Well… no, actually. That sort of economical preference induction assumes that the agents it’s modelling are Homo Economus. If an agent consistently chooses x over y, it’s believed that it values x more than y—even if x is one marshmallow now, and y is two marshmallows in fifteen minutes. It’s a useful abstraction for modelling how people actually behave, but that is notably not what we’re interested in.
That sort of modelling was my starting point, but it’s obviously totally inadequate for this sort of application. Hence why everything past the third paragraph of this post talks about dealing with imperfect optimizers.
Not necessarily.
For a quick summary of that paper, see the 3rd-to-last paragraph of The Singularity and Machine Ethics, which is really something you should read if you’re interested in FAI and inferring preferences. Likewise Learning What to Value.
Thank you, that was interesting reading. If I’m not mistaken, though, the Nielsen-Jenson paper is talking about how to make the value inference more robust in the presence of contradictory behavior. It doesn’t seem to me that this sort of procedure will reliably isolate the values we’re interested in from limitations on human rationality.
The idea (page sixteen of your second citation) of extracting a human utility function by eliminating contradictory or inconsistent features of your model of human behavior-in-general is interesting, but I have some reservations about it. There are numerous studies floating around suggesting that human moral intuition can be contradictory or incoherent, and I’d prefer not to throw the baby out with the bathwater if that’s the case.

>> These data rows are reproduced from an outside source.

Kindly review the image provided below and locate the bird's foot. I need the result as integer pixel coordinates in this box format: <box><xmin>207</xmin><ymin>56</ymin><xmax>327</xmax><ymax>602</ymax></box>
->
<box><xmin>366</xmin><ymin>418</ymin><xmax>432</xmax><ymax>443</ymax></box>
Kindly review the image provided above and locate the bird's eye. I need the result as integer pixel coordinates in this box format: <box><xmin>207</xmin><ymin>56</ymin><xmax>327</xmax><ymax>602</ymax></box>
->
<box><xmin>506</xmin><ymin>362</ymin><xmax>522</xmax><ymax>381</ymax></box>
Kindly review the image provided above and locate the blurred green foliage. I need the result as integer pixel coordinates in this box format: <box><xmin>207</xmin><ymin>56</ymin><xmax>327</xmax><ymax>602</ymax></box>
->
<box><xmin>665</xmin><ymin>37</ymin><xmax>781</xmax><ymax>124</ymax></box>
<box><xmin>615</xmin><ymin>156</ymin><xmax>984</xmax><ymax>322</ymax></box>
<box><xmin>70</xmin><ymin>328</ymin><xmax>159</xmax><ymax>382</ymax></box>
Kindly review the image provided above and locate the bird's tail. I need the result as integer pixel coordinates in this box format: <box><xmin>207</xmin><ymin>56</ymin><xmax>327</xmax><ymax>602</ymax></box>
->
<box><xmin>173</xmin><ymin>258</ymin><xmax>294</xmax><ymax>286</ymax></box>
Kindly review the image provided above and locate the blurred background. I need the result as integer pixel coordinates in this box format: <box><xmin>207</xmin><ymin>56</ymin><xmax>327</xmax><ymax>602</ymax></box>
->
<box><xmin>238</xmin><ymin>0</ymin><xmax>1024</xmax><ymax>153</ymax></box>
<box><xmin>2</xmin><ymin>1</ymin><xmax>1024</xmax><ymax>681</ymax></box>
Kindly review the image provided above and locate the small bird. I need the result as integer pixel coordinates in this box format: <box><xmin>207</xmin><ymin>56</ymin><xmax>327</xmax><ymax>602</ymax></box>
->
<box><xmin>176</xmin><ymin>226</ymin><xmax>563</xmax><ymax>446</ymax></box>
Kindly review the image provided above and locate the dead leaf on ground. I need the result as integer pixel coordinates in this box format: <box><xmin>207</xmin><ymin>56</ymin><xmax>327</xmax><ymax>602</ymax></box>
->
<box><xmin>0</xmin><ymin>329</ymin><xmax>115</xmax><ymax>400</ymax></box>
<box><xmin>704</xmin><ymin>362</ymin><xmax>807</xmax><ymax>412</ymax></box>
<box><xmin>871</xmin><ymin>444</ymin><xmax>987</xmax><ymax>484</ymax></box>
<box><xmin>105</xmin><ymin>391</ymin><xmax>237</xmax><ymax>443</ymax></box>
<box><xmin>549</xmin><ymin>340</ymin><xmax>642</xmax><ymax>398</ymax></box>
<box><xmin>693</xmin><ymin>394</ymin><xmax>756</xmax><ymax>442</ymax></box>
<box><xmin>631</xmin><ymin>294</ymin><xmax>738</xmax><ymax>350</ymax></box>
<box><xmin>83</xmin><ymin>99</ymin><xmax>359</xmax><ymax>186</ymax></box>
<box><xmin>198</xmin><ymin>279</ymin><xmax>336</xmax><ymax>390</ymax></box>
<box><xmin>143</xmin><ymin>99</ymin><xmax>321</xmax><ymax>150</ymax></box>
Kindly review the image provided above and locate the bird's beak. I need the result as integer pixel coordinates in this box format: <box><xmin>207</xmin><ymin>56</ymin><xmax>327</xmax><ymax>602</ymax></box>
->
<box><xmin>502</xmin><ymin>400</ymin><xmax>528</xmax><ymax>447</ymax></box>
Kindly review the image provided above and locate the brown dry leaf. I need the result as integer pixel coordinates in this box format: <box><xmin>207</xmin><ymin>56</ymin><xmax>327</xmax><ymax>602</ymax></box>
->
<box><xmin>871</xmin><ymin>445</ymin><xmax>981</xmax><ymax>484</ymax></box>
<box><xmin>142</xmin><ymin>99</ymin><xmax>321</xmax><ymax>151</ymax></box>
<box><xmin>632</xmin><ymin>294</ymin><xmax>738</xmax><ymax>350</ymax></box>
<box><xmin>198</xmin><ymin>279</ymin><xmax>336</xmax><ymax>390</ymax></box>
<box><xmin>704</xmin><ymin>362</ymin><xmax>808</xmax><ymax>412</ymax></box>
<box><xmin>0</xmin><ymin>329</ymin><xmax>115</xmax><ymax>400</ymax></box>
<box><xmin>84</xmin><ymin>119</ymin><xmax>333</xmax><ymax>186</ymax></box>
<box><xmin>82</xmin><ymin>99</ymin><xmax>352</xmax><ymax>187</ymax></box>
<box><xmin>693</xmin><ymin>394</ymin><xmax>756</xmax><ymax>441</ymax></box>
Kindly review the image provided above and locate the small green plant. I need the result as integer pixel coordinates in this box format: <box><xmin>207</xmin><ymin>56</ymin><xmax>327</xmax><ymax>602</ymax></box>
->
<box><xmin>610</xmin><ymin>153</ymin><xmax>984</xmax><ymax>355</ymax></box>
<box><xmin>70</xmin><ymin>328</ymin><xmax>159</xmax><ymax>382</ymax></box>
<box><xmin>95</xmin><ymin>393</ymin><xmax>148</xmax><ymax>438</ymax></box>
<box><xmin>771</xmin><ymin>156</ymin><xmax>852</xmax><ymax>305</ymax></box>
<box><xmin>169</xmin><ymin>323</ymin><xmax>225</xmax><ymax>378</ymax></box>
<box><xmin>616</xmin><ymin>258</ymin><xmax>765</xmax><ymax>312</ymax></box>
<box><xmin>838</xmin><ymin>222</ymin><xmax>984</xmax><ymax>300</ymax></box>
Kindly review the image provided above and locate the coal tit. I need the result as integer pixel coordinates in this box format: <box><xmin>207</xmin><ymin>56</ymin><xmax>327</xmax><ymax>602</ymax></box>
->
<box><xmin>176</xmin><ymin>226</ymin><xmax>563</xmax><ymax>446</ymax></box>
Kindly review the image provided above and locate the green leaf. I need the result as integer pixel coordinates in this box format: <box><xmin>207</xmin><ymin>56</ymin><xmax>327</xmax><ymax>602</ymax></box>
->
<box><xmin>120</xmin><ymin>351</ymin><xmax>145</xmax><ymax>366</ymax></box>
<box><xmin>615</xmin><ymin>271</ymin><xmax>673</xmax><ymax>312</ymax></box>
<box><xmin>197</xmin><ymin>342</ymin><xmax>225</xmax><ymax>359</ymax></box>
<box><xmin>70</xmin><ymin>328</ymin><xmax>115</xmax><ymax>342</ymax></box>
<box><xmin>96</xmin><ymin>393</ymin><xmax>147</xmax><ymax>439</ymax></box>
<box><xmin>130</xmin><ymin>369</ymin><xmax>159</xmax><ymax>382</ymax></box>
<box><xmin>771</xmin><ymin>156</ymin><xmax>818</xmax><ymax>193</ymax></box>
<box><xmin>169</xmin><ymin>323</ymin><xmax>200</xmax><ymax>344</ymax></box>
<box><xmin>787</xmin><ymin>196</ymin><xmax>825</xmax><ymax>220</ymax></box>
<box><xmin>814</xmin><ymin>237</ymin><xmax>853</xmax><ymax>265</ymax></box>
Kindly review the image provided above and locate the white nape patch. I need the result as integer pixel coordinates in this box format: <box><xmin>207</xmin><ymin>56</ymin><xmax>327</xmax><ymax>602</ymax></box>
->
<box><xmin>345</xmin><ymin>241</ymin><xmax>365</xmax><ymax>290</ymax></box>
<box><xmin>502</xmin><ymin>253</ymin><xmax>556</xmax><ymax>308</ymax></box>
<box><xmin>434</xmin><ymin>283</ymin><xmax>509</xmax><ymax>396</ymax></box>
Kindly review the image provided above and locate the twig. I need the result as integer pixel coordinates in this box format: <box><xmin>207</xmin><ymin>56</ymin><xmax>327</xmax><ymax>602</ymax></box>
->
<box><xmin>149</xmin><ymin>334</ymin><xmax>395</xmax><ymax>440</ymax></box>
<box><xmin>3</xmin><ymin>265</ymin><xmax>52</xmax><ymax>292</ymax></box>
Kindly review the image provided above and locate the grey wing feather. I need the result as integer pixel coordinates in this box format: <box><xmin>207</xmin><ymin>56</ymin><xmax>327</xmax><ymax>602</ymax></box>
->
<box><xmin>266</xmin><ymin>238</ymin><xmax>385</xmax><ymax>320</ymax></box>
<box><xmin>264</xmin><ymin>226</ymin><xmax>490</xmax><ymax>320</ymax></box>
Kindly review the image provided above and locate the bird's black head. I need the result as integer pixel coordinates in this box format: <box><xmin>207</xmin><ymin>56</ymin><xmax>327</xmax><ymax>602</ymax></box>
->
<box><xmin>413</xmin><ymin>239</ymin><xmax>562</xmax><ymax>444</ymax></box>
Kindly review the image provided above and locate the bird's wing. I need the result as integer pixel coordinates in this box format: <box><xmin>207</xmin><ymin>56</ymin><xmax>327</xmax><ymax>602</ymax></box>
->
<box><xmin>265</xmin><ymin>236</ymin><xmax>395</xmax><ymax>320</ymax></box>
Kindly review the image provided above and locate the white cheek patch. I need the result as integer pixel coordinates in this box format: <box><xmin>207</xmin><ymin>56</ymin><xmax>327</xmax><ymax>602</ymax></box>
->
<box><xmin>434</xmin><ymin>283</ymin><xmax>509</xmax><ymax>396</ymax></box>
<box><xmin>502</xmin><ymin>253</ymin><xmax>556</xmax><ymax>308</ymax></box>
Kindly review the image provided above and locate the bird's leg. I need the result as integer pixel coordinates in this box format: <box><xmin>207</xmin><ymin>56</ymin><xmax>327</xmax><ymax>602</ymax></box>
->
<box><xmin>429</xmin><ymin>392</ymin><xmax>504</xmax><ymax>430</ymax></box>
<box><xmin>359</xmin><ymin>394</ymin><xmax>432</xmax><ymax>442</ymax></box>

Um, “revealed preference theory” applies to imperfect optimizers just fine.
Does it have a canonical method of isolating the utility function from the details of the optimization process?
I am not sure what you mean. Essentially, it tries to find a utility maximiser that behaves in the same way. There are multiple ways of doing this—not one canonical method.
No, it doesn’t. It treats actual preferences and mistakes made while trying to implement them the same way.
You’re just using a different standard from me to assess the method. By saying it “applies”, I mean that you can feed these techniques imperfect optimizers and they will construct utility-based models their actions. Revealed preference theory can be successfully applied to imperfect optimizers. A good job too, since all known optimisers are imperfect.
Maybe those models don’t have the properties you are looking for—but that doesn’t represent a point of disagreement between us.
Oh, I know it will construct a utility-based optimizer perfectly well. But considering it wont actually determine their preferences, that’s rather useless for most practical purposes—such as the comment you replied to.
We don’t seem to disagree on facts, though, so I don’t think this conversation is going to go anywhere.